We have recently found that dCA, an analogue of a natural steroidal alkaloid from a marine sponge, inhibits Tat-mediated trans-activation of the integrated provirus by binding specifically to the TAR-binding domain of Tat (Figure 2A,B) (Table 1) [146]. dCA represses transcriptional activation when transfected Tat or purified recombinant Tat is added to cells stably expressing the 5' LTR promoter driving Luciferase expression. When transfected, Tat localizes in the nucleus and specifically accumulates in the nucleolus. dCA causes redistribution of Tat to the periphery of the nucleolus, forming a distinctive ring-like structure determined by confocal fluorescence microscopy of HeLa-CD4 cells expressing HIV-1 Tat-flag (Figure 2C).

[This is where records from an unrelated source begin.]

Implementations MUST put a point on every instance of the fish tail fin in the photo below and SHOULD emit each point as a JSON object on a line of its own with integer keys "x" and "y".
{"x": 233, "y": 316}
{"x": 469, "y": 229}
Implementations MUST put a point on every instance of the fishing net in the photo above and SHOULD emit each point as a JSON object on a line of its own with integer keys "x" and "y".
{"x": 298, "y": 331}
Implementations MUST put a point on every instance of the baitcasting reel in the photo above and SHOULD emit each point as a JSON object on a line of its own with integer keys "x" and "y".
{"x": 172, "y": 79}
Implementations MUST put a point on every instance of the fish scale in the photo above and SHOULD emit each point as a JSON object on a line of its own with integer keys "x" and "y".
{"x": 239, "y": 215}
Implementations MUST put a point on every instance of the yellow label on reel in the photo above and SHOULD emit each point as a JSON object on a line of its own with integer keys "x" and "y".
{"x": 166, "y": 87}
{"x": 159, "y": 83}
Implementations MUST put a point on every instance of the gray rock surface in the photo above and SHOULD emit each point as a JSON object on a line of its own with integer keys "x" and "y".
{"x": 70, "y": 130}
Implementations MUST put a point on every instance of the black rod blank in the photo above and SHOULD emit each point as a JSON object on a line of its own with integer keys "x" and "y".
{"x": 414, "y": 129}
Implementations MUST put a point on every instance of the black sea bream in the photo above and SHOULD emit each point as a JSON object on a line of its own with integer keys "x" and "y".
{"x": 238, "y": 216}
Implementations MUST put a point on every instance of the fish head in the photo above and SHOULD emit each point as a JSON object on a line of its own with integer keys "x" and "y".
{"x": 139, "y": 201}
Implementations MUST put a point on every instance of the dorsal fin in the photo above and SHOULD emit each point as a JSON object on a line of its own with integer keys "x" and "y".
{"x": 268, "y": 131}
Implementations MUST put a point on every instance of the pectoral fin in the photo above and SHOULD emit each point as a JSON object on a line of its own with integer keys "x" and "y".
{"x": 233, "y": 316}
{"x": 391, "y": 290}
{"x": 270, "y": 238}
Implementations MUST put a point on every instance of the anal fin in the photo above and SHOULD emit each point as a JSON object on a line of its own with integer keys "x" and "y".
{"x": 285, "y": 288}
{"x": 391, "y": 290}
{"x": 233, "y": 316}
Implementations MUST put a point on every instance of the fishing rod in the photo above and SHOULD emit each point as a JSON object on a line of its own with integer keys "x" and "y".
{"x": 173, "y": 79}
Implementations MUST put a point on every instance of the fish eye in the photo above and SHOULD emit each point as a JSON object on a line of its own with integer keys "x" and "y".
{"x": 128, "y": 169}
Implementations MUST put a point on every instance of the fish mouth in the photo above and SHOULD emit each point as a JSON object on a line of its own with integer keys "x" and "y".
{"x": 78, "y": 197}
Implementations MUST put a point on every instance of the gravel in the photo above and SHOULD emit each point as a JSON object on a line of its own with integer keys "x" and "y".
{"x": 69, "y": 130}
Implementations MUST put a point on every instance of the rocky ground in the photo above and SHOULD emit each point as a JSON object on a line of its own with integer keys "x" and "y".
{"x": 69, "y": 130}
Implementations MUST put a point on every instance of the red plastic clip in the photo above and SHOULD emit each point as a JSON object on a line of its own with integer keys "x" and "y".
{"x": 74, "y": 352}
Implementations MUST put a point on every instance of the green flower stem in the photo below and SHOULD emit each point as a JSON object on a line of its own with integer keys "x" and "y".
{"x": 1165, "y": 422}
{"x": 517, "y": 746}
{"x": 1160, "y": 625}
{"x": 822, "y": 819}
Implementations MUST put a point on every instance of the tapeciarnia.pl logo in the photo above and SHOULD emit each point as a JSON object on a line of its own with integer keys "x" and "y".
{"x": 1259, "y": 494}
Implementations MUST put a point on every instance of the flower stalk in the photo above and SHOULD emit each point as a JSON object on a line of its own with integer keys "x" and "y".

Without a TAR binding domain, the basic region-mutant Tat-1-BRM is excluded from the nucleolus, again confirming that dCA binds Tat via its TAR binding domain. By chromatin immunoprecipitation (ChIP), we demonstrate that dCA inhibits transcription initiation and elongation from the viral promoter in chronically infected cells [146].

Working at subnanomolar concentrations, dCA inhibits wild type HIV-1 and HIV-2 replication in acutely and chronically infected cells at an IC₅₀ as low as 0.7 pM. By comparison, selected compounds reported in Table 1 inhibit HIV only in the low-to-high nanomolar range (Table 1). Consistent with this mode of action, dCA treatment for 10 or 60 days of chronically infected cells reduces viral RNAs to undetectable levels with an IC₅₀ of »0.1 nM and IC₉₀ of <10 nM [146]. Moreover, dCA provides a significant additive effect with other ARVs when added to primary CD4⁺ T cells from HIV-viremic subjects (Figure 2D). Importantly, dCA abrogates spontaneous residual viral particle release from CD4⁺ T cells from virally suppressed subjects on highly active antiretroviral therapy (HAART) (Figure 2E). Finally, dCA discontinuation does not result in viral rebound [146]. Indeed, after terminating dCA treatment of HeLa-CD4 cells chronically infected with pNL43, no virus rebound was observed even 27 days post treatment arrest, contrary to what is observed with ARVs, suggesting that dCA promotes rapid and prolonged silencing of the promoter. Thus, dCA defines a unique class of anti-HIV drugs that may inhibit viral production from stable reservoirs and reduce residual viremia during HAART.